Performance aside, it is a wonderful nostalgia trip but it is also a journey towards completely new goals. If you've been here before, you'll recognise yourself in Midgar but that doesn't mean you have to plough through the same content again. Applibot has succeeded well in picking out the finest portions of the story, all while keeping it so that no prior knowledge is required, although it is preferable. No, there is simply something for everyone here. Old experienced Final Fantasy veterans and brand new adepts will be able to jump right into the adventure and feel at home immediately.

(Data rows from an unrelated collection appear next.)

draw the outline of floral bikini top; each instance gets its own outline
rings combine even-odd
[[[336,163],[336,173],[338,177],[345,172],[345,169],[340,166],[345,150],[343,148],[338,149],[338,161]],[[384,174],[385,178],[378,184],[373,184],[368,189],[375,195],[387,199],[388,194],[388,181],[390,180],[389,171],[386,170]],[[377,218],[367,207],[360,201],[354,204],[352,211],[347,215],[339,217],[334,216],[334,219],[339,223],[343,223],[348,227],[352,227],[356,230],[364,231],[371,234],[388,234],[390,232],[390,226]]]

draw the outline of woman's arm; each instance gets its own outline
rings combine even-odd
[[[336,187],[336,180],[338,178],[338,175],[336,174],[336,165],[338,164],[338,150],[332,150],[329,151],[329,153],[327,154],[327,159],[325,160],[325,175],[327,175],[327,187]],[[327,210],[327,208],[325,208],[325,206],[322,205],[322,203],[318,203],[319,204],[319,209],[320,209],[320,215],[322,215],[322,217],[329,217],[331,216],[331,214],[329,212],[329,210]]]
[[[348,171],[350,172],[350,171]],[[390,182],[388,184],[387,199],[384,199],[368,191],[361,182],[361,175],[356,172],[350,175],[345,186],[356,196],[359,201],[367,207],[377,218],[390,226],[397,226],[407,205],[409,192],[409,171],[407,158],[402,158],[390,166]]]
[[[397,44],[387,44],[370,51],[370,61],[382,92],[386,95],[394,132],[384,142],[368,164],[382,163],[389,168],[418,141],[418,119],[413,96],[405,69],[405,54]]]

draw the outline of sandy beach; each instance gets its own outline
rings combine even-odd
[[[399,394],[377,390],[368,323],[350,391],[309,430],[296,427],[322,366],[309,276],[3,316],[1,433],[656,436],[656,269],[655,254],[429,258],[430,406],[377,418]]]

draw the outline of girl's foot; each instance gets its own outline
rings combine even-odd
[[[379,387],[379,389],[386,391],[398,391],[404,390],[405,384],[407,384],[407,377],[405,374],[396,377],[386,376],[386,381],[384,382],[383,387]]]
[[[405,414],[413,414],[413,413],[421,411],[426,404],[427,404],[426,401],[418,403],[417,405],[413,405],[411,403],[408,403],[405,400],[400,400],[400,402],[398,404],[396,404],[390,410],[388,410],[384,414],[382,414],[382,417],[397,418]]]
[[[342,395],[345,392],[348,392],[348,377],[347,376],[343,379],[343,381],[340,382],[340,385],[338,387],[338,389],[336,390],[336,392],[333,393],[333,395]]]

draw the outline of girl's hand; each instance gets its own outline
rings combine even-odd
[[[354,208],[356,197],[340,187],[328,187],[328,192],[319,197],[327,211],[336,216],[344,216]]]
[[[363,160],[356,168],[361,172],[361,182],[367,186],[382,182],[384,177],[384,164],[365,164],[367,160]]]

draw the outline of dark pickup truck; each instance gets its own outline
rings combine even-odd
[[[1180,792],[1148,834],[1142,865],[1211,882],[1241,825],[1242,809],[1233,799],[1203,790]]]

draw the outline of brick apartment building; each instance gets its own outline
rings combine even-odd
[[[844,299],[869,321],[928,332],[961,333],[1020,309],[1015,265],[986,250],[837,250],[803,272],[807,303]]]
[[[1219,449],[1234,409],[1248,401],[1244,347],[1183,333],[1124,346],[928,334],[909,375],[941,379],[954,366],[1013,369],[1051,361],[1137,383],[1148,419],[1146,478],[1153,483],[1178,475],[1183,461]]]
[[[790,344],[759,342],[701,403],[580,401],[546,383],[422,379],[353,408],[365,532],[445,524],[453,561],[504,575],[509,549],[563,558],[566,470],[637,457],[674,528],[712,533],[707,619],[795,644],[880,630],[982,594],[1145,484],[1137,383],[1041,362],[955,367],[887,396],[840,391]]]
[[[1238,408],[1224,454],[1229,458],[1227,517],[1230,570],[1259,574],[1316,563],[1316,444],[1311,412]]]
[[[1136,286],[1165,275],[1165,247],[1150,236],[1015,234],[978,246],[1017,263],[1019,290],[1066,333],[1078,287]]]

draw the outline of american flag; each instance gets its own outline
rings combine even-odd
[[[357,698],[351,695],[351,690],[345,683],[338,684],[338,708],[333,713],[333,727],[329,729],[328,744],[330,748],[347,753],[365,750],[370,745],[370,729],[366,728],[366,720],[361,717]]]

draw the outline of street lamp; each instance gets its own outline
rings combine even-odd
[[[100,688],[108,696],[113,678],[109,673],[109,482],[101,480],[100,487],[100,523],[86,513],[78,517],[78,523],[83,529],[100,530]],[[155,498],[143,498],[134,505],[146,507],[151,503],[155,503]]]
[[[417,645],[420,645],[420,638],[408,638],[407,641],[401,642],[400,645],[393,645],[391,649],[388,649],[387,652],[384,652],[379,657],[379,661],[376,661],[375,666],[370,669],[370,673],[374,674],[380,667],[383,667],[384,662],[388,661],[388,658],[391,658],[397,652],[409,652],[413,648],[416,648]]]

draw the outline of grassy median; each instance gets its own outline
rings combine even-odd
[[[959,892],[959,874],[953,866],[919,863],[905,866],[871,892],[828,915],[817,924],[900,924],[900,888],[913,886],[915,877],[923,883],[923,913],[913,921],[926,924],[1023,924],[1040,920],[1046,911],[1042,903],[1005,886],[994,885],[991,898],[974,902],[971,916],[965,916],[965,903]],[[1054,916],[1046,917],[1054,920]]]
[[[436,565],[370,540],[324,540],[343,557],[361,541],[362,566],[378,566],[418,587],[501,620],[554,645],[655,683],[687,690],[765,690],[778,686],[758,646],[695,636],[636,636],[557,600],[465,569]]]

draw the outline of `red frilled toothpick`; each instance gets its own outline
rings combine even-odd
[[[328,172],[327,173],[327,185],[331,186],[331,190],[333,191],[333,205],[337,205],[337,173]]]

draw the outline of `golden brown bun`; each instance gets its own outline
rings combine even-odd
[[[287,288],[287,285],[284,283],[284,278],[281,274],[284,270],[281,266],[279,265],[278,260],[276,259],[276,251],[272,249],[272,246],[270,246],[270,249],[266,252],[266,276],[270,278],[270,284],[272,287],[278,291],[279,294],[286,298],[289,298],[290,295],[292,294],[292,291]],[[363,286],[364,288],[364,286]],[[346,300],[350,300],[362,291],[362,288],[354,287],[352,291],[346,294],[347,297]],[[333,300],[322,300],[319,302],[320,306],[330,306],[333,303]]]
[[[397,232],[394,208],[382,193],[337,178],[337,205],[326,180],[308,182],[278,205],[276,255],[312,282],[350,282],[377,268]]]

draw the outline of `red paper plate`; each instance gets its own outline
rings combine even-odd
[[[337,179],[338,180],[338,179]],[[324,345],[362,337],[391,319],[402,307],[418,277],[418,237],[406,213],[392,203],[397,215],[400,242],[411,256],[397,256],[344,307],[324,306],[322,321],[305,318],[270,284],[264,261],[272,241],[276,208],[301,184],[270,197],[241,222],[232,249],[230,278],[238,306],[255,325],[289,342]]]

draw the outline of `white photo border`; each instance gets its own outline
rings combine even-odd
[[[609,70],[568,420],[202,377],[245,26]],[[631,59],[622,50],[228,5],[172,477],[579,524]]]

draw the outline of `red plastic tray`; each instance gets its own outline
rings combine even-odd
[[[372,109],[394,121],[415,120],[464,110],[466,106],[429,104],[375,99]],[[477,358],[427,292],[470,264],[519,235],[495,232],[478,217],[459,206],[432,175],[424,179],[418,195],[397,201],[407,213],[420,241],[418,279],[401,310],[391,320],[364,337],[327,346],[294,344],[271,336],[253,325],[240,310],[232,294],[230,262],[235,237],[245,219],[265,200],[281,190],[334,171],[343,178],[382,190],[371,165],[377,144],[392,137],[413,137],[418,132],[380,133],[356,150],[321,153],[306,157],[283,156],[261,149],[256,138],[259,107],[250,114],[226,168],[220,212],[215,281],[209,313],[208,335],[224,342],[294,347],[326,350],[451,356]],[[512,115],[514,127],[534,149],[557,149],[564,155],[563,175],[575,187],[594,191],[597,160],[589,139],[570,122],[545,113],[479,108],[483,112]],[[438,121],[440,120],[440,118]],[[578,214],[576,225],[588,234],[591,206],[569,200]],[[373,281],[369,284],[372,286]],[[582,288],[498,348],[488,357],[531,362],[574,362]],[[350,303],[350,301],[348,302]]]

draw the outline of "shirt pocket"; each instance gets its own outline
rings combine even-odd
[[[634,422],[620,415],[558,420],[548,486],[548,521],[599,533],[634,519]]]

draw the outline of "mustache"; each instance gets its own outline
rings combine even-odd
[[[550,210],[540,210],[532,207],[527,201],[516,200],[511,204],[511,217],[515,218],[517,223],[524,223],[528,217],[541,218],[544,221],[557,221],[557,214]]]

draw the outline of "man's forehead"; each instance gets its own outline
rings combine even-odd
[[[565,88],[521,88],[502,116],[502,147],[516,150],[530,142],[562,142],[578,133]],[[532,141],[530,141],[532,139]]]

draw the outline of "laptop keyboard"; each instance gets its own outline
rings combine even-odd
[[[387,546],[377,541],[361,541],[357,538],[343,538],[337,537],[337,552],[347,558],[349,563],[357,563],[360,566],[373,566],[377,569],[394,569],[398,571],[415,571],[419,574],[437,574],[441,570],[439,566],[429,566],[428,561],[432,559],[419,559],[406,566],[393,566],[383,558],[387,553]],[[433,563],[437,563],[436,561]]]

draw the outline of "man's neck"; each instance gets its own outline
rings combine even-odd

If you can look past the annoying and, in my opinion, unethical elements of "Super deal of the day!" and resist the loot box temptation, there are many wonderful hours to be found here. It is a seven in the end but the rating could have been even higher because even if the microtransactions are not forced, they are so annoying and diabolically designed that it is frustrating to deal with.
7 / 10
Free-to-play. Great design. Awesome music. Beautiful and big. True to the game series.